En réponse à la question que je vous ai posée hier, l'approche sartrienne aboutirait à quelque chose de ce genre :
a. notre boat people se trouvait confronté, dans sa situation, à un choix entre plusieurs comportements possibles : fuir son pays (en perdant tout ce qu'il y possède, ainsi que son métier, ses proches, etc.) et monter, avec ses enfants, sur un bateau (dont tout indique qu'il peut faire naufrage), pour rejoindre un pays dans lequel il sait qu'il se retrouvera en situation irrégulière. Ou non : il peut aussi rester là où il se trouve, ne pas monter sur le bateau, etc. Il a donc plusieurs comportements possibles. Et qui, en dernier lieu, décide de fuir ou de ne pas fuir, de monter ou de ne pas monter ? Lui, et lui seul. Il doit choisir en connaissance de cause, ce qui lui semble être "le meilleur choix" (pour lui, ses enfants, etc.), il est donc responsable de ce choix, et il devra l'assumer. Ce n'est ni la guerre, ni la situation qui a "pris la décision" : c'est lui.

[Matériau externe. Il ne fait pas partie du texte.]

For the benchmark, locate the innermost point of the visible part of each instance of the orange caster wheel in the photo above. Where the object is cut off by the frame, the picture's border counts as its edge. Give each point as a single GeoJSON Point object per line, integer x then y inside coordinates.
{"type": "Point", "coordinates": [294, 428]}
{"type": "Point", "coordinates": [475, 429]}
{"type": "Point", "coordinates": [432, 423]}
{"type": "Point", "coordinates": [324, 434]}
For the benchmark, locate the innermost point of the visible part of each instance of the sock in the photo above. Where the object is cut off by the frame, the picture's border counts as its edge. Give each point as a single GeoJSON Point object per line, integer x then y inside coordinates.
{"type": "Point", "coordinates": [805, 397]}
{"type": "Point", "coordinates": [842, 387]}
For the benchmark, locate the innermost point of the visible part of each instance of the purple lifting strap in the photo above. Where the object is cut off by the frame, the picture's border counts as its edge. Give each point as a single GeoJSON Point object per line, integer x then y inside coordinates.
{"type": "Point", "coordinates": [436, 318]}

Peut-on alors dire que ce boat people ne peut s'en prendre qu'à lui-même si ses enfants meurent noyés, qu'il est reponsable de leur mort, qu'il n'avait qu'à ne pas monter à bord ?
En fait, non. Parce que justement, c'est le fait qu'il ait pu faire librement ce choix, que le choix d'exposer consciemment ses enfants à la mort ait pu lui apparaître comme le meilleur choix, qui éclaire la détresse de la situation dans laquelle il se trouvait. Tant qu'on admet que les individus n'ont pas choisi délibérément de faire quelque chose (ils ont été "poussés" par la faim, la guerre, etc.), on peut occulter ce qu'il y a d'horrible dans la situation (une force agit mécaniquement sur des individus... il faut donc peut-être exercer une force en sens contraire, en les "repoussant"). Mais si l'on admet que le choix a été fait délibérément, consciemment, librement, alors on voit sous un nouveau jour ce que devait être la situation dans laquelle se trouvait un homme pour que le fait de mettre ses enfants en danger de mort lui semblent être "le meilleur choix". Quels devaient être... les autres choix possibles ?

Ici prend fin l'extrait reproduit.